Feb. 11, 2025
Fergie danced. There were many light moments. There were wonderful stories illuminating the work of a Charlotte law firm pursuing civil rights for all citizens.
Dangerous work. Julius Chambers’ law office was firebombed.

Methodical work. As federal laws were passed, the lawyers Chambers gathered around him held skull sessions to map out where to find clients so that the promises of the new laws could take hold, improving the lives of struggling North Carolinians.
Collaborative work. Detailed work. Constant work.
Tuesday’s session was nominally about a 1970s building already torn down. First named East Independence Plaza and later Walton Plaza, the seven-story building for lawyers, doctors and other professionals rose on five acres of Brooklyn urban renewal land. But it was more than a building, as the stories in the video below will clarify. Lawyer and former U.S. Congressman Mel Watt called the building a “monument for resistance” and an effort to retain a small portion of Black Brooklyn in the ownership of some of the African-Americans forced out of their homes, businesses and churches by eminent domain.

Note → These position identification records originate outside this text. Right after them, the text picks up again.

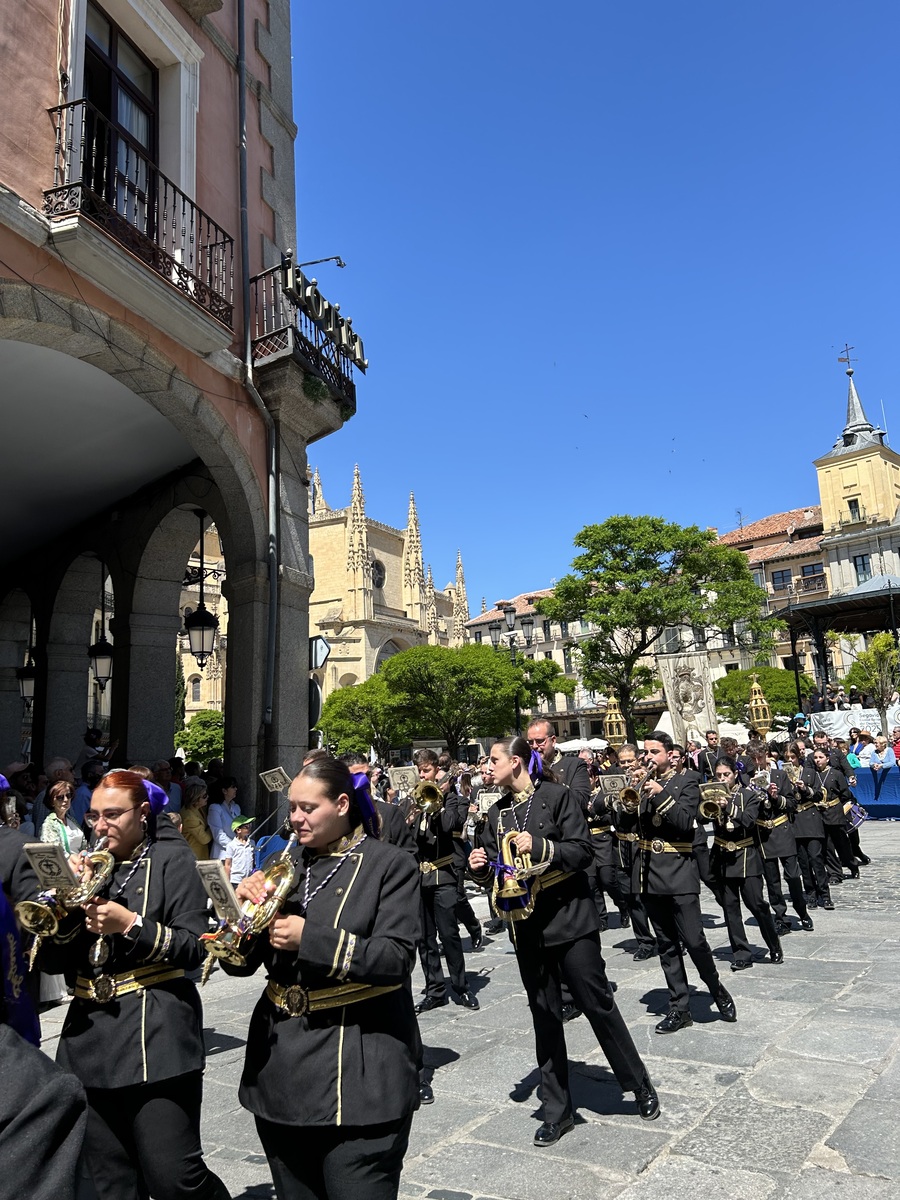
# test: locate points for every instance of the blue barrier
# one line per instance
(879, 791)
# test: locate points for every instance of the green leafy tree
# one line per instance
(876, 673)
(180, 694)
(203, 737)
(732, 693)
(454, 694)
(364, 715)
(636, 577)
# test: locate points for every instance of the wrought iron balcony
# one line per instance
(102, 174)
(280, 327)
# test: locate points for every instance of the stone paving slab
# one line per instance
(810, 1069)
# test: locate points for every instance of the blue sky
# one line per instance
(603, 257)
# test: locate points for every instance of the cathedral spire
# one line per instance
(461, 603)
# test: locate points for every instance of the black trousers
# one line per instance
(815, 881)
(750, 888)
(145, 1141)
(465, 912)
(335, 1162)
(582, 964)
(677, 919)
(439, 917)
(772, 871)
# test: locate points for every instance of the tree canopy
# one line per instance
(639, 576)
(435, 691)
(203, 737)
(732, 693)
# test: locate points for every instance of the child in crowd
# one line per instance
(240, 859)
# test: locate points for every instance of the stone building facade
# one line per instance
(156, 355)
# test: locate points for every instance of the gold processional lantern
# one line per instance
(615, 724)
(759, 709)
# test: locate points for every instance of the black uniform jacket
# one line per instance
(808, 816)
(16, 873)
(348, 1065)
(395, 828)
(151, 1035)
(774, 822)
(665, 821)
(742, 814)
(435, 839)
(564, 910)
(838, 795)
(573, 772)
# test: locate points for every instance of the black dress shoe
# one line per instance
(675, 1020)
(647, 1101)
(551, 1132)
(725, 1003)
(429, 1002)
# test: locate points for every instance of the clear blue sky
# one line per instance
(603, 256)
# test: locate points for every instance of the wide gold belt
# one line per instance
(658, 846)
(427, 868)
(107, 988)
(295, 1001)
(733, 845)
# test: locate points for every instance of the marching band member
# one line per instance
(736, 862)
(133, 1032)
(435, 834)
(778, 846)
(559, 936)
(330, 1072)
(666, 876)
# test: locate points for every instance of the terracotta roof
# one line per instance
(777, 550)
(522, 604)
(779, 522)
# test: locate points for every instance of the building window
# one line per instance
(863, 567)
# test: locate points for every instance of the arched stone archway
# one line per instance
(15, 628)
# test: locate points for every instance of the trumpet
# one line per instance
(233, 940)
(711, 793)
(41, 917)
(429, 798)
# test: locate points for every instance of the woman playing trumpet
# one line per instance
(133, 1033)
(736, 862)
(330, 1073)
(559, 936)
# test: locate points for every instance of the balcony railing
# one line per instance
(101, 173)
(280, 325)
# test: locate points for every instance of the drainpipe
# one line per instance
(270, 437)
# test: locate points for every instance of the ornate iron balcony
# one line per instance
(280, 327)
(101, 173)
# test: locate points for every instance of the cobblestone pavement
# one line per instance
(798, 1101)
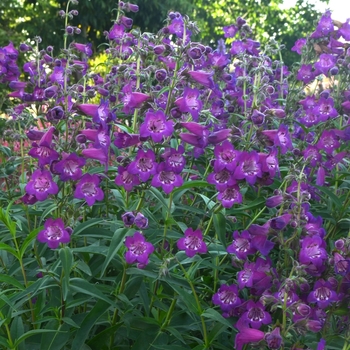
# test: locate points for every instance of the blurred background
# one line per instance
(284, 20)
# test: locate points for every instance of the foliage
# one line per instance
(176, 196)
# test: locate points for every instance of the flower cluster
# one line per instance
(194, 137)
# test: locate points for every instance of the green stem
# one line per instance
(199, 307)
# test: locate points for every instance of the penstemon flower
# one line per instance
(53, 233)
(192, 243)
(138, 249)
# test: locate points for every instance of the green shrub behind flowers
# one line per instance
(189, 198)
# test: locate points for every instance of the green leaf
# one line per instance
(84, 225)
(331, 196)
(28, 240)
(17, 329)
(9, 249)
(81, 286)
(11, 281)
(217, 317)
(220, 227)
(66, 257)
(192, 185)
(116, 243)
(31, 333)
(89, 321)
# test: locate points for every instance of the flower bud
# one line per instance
(141, 221)
(128, 218)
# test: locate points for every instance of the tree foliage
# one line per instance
(266, 17)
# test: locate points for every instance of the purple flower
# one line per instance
(167, 179)
(175, 159)
(230, 196)
(323, 294)
(141, 221)
(100, 113)
(227, 297)
(43, 152)
(221, 179)
(298, 46)
(230, 31)
(53, 233)
(123, 139)
(144, 165)
(41, 185)
(70, 167)
(248, 335)
(344, 30)
(249, 167)
(138, 249)
(128, 218)
(328, 142)
(274, 339)
(126, 179)
(325, 63)
(241, 245)
(190, 102)
(156, 126)
(88, 189)
(325, 26)
(225, 157)
(86, 49)
(202, 77)
(256, 315)
(192, 243)
(313, 251)
(132, 99)
(306, 73)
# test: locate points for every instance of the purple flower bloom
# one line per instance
(313, 251)
(141, 221)
(344, 30)
(41, 185)
(128, 218)
(230, 31)
(221, 179)
(325, 63)
(249, 167)
(322, 294)
(100, 113)
(190, 102)
(138, 249)
(175, 159)
(132, 99)
(256, 315)
(144, 165)
(274, 339)
(43, 152)
(126, 179)
(192, 243)
(328, 142)
(123, 140)
(70, 167)
(248, 335)
(324, 26)
(241, 245)
(202, 77)
(88, 189)
(298, 46)
(306, 73)
(53, 233)
(226, 157)
(227, 297)
(156, 126)
(167, 179)
(230, 196)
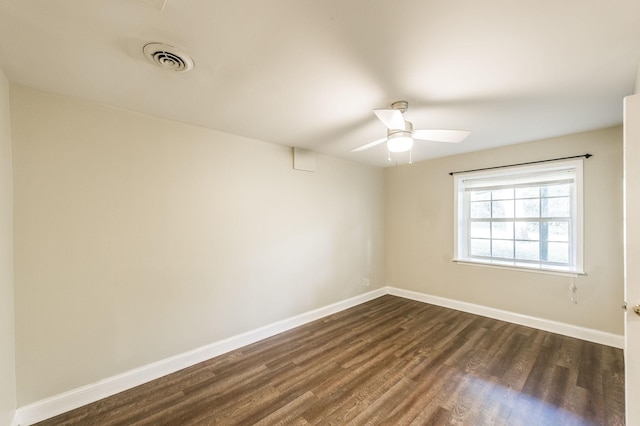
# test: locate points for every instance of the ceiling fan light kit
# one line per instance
(400, 133)
(400, 140)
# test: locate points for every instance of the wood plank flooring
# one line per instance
(390, 361)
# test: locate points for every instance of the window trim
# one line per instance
(577, 229)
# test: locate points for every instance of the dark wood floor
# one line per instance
(390, 361)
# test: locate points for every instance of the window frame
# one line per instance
(462, 220)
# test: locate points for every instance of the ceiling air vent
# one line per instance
(168, 57)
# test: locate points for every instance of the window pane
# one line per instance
(558, 252)
(556, 190)
(503, 248)
(528, 231)
(480, 230)
(480, 195)
(528, 208)
(479, 247)
(502, 194)
(528, 192)
(556, 207)
(503, 209)
(527, 250)
(480, 209)
(502, 230)
(558, 231)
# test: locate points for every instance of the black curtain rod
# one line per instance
(521, 164)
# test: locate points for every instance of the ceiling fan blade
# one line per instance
(369, 145)
(451, 136)
(392, 118)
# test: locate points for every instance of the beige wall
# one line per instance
(7, 341)
(139, 238)
(419, 235)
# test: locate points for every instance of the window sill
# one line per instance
(502, 265)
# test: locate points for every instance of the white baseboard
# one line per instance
(596, 336)
(75, 398)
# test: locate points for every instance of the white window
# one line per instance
(522, 217)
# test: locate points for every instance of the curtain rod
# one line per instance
(521, 164)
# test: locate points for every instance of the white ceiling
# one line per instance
(307, 73)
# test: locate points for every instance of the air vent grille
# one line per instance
(168, 57)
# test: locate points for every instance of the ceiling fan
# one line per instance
(400, 133)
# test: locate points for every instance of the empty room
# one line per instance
(418, 212)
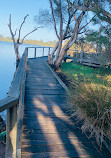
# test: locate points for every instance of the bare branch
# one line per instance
(22, 25)
(10, 28)
(29, 34)
(70, 7)
(87, 23)
(15, 32)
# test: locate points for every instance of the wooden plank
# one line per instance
(8, 102)
(50, 132)
(62, 154)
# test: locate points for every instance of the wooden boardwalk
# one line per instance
(48, 132)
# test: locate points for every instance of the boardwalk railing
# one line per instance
(85, 58)
(36, 51)
(14, 104)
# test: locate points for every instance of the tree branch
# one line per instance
(87, 23)
(10, 28)
(54, 18)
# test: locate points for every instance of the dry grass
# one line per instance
(93, 106)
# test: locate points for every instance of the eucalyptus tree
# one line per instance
(17, 41)
(60, 18)
(68, 18)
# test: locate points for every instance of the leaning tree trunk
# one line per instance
(50, 56)
(16, 48)
(71, 41)
(67, 46)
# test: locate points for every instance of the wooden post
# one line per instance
(43, 51)
(49, 51)
(35, 53)
(11, 132)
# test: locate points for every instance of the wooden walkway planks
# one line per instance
(48, 132)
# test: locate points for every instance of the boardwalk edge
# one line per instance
(68, 92)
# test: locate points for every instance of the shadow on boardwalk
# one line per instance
(48, 131)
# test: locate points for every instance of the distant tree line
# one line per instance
(32, 42)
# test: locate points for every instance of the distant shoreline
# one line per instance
(31, 42)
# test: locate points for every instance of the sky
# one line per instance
(18, 10)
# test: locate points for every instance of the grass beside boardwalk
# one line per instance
(91, 97)
(77, 73)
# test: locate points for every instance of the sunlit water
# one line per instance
(7, 64)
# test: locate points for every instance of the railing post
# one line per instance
(11, 132)
(49, 51)
(35, 53)
(43, 51)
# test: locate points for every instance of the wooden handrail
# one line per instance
(13, 103)
(14, 92)
(40, 47)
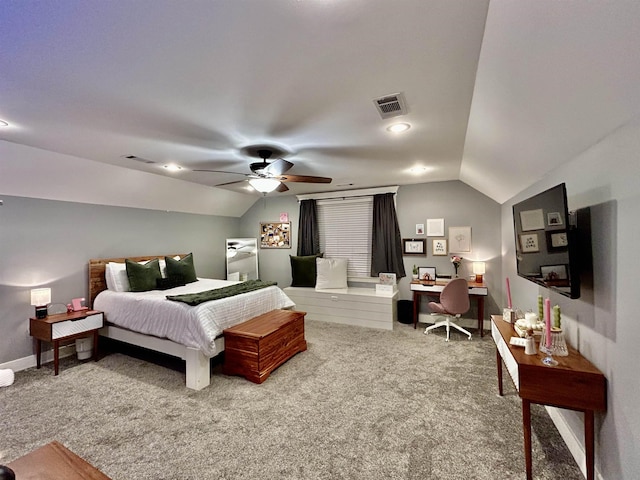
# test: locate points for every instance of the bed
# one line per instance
(192, 333)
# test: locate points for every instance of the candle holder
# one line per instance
(548, 360)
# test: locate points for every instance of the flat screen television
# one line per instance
(546, 242)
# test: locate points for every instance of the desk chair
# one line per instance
(454, 301)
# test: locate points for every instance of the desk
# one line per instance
(574, 384)
(433, 289)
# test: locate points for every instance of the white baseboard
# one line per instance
(575, 444)
(30, 361)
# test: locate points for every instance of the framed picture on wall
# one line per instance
(427, 273)
(460, 239)
(275, 235)
(557, 241)
(435, 227)
(414, 246)
(529, 243)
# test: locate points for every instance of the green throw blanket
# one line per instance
(218, 293)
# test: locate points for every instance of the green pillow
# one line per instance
(303, 270)
(182, 267)
(143, 277)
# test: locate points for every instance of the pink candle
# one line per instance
(547, 321)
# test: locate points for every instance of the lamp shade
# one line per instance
(264, 185)
(40, 296)
(479, 269)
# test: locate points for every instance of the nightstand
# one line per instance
(65, 326)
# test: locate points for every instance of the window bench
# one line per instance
(350, 306)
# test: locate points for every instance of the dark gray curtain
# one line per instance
(386, 242)
(308, 234)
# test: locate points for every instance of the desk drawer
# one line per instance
(73, 327)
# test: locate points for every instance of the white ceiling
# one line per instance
(193, 82)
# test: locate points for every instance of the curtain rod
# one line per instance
(364, 192)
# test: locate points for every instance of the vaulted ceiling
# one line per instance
(498, 93)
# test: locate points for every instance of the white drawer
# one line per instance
(72, 327)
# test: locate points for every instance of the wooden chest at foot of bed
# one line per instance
(255, 348)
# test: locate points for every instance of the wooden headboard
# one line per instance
(97, 266)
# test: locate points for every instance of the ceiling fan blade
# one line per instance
(221, 171)
(304, 179)
(278, 167)
(282, 188)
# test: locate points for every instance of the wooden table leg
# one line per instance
(481, 315)
(526, 426)
(499, 365)
(588, 444)
(56, 356)
(38, 353)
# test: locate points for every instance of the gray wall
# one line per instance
(456, 202)
(46, 243)
(603, 323)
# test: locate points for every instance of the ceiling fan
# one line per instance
(266, 177)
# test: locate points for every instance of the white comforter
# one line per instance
(152, 314)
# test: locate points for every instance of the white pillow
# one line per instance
(331, 273)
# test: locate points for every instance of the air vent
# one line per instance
(392, 105)
(138, 159)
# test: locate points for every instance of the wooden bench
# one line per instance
(255, 348)
(359, 306)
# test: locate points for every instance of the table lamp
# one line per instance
(40, 297)
(479, 270)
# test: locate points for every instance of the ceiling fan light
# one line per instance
(264, 185)
(398, 127)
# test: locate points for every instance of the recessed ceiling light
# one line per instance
(399, 127)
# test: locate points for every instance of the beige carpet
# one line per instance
(358, 404)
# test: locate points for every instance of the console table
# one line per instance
(432, 288)
(574, 384)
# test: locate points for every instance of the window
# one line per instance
(345, 231)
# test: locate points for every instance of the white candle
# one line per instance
(531, 319)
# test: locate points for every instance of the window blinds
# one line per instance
(345, 232)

But among the many threads that can be followed through the lengthy meeting is the thread of what Chambers created, what the law practice stood for, and its impact on its time and place.
Some viewers may become uneasy at the candor – that racism is the problem, and that racism remains infused in Charlotte’s institutions and daily life. One member of the audience, a high school student, seemed not uneasy but energized when reassured that the student would confront racism every day, and that the student’s job was to call it out.